Whenever the door was opened at an unusual time, the cows that were standing would bellow and stamp in their stalls, and those that were lying down heaved themselves up with one spring and joined in the uproar. Now they should be let loose, but, no, it was only a boy whom the mistress had sent to the barn for a bucket, or a herdsman looking in to see that all was well. Even when the mistress herself came to pat the cows or milk them with her soft, gentle hands, they were disappointed, and if they could have spoken, they would have said, “Open the door, good mistress, for spring is surely here.”

Then one morning when they had almost given up hope, they distinctly heard the sound of bells outside the door. It could be nothing else, but they scarcely dared to believe their own ears. But—yes—the sound came again; the barn doors were opened, and there stood the men with the cowbells in their hands.

One of these was a fine new bell. This was to be given to the cow chosen as leader of the herd, and now the mistress came to make the choice. The four oldest cows were Red Top, Brown Dolly, Kranselli, and Dagros. Which should be chosen? The mistress had no doubt about this, however.

“Put the big bell on Dagros,” she said at once. Well, that was only right. Dagros was a wise cow and could be trusted. She was proud of the honor, too. No sooner was the bell hung on her neck than she shook herself so that the other cows might hear what a fine, clear sound it had.

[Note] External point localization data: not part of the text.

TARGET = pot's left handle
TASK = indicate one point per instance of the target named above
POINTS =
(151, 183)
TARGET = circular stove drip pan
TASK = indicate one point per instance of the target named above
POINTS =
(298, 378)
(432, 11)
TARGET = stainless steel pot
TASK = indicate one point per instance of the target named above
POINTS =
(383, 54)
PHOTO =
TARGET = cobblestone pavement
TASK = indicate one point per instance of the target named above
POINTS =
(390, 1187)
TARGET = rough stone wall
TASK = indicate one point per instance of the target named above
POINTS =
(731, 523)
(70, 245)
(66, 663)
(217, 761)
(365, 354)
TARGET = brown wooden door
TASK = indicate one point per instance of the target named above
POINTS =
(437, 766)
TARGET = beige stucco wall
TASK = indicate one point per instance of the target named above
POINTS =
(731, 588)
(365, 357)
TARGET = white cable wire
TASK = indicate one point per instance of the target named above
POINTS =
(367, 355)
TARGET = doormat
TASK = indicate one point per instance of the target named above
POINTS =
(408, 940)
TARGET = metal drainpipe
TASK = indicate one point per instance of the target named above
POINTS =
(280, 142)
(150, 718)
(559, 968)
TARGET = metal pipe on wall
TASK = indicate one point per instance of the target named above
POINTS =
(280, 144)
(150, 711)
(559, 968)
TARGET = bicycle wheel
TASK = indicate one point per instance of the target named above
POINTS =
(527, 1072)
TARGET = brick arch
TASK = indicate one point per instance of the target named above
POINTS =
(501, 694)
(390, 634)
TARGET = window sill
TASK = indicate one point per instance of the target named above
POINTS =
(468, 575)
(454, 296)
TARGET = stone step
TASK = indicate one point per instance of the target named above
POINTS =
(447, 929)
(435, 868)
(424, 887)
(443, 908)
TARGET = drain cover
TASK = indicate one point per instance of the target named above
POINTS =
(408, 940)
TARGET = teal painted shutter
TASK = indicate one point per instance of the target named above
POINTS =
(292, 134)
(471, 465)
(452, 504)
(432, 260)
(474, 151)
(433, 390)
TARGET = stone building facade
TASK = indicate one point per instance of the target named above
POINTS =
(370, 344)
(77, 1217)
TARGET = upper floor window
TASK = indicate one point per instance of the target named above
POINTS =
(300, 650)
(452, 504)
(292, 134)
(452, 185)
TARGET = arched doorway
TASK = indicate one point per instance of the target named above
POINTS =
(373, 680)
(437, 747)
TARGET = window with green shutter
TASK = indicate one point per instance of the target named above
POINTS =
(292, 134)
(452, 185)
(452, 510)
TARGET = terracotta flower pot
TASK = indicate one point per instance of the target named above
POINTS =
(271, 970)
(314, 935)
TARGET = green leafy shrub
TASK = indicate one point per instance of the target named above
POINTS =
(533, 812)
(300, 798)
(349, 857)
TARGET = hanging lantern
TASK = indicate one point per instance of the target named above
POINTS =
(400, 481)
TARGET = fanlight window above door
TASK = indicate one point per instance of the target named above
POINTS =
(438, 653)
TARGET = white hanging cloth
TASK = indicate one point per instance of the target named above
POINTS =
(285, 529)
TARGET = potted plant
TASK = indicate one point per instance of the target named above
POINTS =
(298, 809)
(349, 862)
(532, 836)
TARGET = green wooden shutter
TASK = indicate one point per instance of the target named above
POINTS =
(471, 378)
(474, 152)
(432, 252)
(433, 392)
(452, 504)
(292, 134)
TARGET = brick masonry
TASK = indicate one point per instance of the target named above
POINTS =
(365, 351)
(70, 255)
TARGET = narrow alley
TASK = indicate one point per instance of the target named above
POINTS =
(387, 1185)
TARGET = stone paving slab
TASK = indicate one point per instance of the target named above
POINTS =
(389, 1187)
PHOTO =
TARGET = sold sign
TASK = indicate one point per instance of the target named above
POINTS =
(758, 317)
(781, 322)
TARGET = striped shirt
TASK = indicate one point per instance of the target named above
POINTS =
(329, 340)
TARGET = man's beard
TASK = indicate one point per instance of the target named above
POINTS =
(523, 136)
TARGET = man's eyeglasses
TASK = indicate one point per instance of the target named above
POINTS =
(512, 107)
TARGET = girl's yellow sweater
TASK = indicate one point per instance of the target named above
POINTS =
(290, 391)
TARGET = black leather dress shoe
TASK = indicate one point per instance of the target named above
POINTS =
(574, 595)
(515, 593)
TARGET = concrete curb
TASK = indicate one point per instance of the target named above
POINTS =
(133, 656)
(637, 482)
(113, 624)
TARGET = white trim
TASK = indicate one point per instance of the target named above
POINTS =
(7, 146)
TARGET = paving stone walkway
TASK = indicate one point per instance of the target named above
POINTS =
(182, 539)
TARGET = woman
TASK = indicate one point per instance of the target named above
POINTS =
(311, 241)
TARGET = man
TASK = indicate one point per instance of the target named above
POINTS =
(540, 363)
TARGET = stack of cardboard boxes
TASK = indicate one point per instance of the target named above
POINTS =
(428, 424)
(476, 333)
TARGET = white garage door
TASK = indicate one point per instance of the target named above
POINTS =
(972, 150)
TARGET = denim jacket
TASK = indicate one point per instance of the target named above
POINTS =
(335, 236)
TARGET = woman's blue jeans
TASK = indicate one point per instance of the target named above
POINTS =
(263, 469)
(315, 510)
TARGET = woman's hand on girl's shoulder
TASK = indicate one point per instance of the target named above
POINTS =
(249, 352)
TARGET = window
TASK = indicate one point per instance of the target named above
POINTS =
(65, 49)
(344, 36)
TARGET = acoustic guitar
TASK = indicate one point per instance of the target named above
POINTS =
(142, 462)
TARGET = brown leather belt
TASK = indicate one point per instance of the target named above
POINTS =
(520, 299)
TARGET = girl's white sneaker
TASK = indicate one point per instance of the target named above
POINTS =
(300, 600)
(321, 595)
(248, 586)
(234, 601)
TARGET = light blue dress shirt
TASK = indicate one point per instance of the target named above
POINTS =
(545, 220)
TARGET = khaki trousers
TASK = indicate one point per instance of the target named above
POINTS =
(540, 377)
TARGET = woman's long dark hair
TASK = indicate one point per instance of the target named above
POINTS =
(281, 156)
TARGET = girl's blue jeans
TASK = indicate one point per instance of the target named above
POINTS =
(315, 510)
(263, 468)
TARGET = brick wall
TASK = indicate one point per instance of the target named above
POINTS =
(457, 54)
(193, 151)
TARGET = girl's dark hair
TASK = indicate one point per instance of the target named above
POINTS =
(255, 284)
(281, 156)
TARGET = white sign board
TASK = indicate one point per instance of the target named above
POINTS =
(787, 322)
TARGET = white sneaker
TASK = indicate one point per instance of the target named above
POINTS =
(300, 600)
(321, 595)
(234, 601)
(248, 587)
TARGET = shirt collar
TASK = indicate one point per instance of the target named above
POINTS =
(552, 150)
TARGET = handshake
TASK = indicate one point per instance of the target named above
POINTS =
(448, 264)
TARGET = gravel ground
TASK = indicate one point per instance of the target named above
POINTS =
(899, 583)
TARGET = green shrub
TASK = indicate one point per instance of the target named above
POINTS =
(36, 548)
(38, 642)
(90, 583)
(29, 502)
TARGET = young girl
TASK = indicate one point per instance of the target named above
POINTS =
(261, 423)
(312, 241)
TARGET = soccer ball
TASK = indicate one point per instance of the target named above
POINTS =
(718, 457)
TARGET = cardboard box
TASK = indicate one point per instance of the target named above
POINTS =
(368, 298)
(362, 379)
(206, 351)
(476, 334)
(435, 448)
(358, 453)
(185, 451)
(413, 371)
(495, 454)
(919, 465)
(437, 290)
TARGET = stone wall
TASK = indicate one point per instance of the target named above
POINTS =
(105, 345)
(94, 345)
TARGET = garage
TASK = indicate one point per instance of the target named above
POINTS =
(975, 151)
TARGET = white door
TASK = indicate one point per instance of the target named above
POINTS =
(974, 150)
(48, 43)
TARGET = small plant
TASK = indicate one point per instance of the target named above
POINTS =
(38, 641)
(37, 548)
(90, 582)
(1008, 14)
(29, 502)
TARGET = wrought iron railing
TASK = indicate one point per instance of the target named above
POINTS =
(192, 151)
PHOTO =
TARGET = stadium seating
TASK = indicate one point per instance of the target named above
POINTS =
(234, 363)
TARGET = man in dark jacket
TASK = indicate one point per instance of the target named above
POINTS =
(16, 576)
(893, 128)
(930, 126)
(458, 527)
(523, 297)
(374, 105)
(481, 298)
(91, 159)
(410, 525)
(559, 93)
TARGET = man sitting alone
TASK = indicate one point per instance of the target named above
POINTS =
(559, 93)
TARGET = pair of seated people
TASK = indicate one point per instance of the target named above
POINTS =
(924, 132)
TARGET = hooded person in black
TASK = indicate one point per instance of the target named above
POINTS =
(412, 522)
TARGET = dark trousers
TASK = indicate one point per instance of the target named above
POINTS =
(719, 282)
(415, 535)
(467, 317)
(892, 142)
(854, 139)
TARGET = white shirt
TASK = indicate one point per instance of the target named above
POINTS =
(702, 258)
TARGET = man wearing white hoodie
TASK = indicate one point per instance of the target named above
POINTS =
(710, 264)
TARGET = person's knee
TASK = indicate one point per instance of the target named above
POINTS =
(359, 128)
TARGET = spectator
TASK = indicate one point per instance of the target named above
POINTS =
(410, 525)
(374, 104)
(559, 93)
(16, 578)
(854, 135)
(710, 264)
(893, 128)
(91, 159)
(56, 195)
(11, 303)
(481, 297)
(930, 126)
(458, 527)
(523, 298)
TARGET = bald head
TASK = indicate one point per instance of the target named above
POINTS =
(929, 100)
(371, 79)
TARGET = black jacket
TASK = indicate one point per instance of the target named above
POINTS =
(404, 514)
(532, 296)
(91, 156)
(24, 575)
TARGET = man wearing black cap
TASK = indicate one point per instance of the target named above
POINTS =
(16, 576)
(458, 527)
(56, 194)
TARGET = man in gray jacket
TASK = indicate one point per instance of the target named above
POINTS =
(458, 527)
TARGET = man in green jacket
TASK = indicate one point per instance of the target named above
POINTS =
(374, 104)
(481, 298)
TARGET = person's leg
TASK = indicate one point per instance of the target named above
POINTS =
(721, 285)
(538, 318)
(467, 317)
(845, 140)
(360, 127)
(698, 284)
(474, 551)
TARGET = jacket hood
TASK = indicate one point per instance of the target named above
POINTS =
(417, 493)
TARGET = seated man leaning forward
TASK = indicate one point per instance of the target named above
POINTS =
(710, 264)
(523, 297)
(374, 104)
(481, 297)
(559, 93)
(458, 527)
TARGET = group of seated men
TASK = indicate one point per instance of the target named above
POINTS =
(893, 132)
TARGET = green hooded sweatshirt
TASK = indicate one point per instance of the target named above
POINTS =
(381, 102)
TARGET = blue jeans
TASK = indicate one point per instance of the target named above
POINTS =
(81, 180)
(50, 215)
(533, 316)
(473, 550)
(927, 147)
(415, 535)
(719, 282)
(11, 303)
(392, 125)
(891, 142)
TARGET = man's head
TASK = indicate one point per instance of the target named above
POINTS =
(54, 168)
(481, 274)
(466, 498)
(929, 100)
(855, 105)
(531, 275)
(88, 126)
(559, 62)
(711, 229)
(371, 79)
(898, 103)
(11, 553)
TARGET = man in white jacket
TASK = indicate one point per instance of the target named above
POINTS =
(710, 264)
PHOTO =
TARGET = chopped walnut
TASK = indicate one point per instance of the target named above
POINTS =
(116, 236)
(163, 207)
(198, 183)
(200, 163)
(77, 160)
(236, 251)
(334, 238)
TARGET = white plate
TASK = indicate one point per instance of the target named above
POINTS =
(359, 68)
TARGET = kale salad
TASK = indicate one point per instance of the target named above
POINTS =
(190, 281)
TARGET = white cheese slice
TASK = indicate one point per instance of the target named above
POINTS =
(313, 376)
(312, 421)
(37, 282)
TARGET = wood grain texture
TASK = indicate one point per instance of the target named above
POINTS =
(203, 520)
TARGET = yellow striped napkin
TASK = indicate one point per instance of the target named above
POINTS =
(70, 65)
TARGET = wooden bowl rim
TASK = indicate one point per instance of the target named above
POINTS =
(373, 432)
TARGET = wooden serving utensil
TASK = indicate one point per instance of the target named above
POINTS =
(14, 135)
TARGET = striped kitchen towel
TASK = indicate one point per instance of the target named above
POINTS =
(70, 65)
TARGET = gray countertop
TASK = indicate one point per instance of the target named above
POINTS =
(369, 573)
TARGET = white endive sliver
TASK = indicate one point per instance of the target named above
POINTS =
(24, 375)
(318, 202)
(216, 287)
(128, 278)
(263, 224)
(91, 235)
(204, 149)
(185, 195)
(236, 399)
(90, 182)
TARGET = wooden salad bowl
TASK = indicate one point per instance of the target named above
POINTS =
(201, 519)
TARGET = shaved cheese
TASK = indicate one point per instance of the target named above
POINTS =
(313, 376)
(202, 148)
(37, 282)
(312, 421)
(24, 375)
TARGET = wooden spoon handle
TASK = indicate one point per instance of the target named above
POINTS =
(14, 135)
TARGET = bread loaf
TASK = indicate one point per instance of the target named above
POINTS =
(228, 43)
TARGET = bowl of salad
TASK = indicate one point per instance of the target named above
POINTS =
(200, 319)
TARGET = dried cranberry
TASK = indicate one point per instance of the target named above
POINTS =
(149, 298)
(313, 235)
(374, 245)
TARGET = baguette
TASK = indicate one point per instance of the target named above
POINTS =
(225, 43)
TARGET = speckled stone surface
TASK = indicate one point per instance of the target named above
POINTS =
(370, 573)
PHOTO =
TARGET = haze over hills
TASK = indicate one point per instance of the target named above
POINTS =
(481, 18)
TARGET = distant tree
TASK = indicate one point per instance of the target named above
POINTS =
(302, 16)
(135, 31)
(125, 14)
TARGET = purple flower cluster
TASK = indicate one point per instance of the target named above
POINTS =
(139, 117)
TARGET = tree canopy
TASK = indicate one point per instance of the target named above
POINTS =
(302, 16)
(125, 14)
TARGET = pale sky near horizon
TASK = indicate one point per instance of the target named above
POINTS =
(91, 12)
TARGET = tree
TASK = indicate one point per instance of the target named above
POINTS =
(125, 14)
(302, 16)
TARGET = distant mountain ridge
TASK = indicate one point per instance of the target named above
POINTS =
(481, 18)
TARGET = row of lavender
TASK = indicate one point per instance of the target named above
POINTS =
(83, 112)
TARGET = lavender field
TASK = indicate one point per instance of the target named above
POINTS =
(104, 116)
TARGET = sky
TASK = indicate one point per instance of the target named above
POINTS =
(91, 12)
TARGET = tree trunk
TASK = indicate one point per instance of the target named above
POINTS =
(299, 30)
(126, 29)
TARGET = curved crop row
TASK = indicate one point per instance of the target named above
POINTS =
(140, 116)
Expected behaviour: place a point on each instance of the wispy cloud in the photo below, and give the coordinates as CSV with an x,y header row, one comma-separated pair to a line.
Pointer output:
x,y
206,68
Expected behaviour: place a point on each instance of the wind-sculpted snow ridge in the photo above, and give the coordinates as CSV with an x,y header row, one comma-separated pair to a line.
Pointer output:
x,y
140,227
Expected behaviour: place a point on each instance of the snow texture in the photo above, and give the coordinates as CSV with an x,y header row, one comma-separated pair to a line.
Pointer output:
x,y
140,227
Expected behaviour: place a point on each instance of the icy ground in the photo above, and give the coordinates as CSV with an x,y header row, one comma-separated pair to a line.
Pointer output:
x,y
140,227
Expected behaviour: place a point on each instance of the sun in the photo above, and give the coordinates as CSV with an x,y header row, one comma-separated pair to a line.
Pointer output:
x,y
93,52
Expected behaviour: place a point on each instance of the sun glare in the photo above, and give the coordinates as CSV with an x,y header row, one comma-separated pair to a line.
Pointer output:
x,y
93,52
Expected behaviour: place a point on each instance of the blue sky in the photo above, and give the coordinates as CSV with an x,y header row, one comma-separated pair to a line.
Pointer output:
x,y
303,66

After the leader was selected, the herdsmen hung bells on all the other cows, and they shook themselves and bellowed besides. The mistress gave each of them a bunch of hay. What in the world was she thinking of? Did she imagine that any of them would care to eat hay when the green grass was waiting for them? Out they would go now, this very minute, or they would knock the whole barn down!

The men made haste to bring halters, which they fastened to the collars of the cows before loosing them from the stalls. Every cow wished to be the first one to get out, so they all tried to hurry forward, but this only hindered everything.

Soon the commotion was greater than ever. The cows bellowed and pulled and jerked and tossed their heads; they kicked and pushed and were as unruly as cows could be; but at last, all were led from the stalls and let out of the barn one at a time.

When they were finally out in the brilliant sunshine, it seemed as if some of them were fairly crazy. They did all sorts of strange things—raised themselves on their hind legs, then on their forelegs, and sniffed and snorted. Huff! That strong, fresh air! That beautiful field of young green grass! A couple of the cows began to eat, but the men tugged at their halters, and they soon understood that they were not to stay here but to go up to the forest pasture. That was near the saeter. Dagros led the way, and the others followed, with bells tinkling and jingling in a jolly chorus, as the cows began to run. Now was the winter ended! Now it was spring again! And summer would soon be here! Who wouldn’t be thankful for that?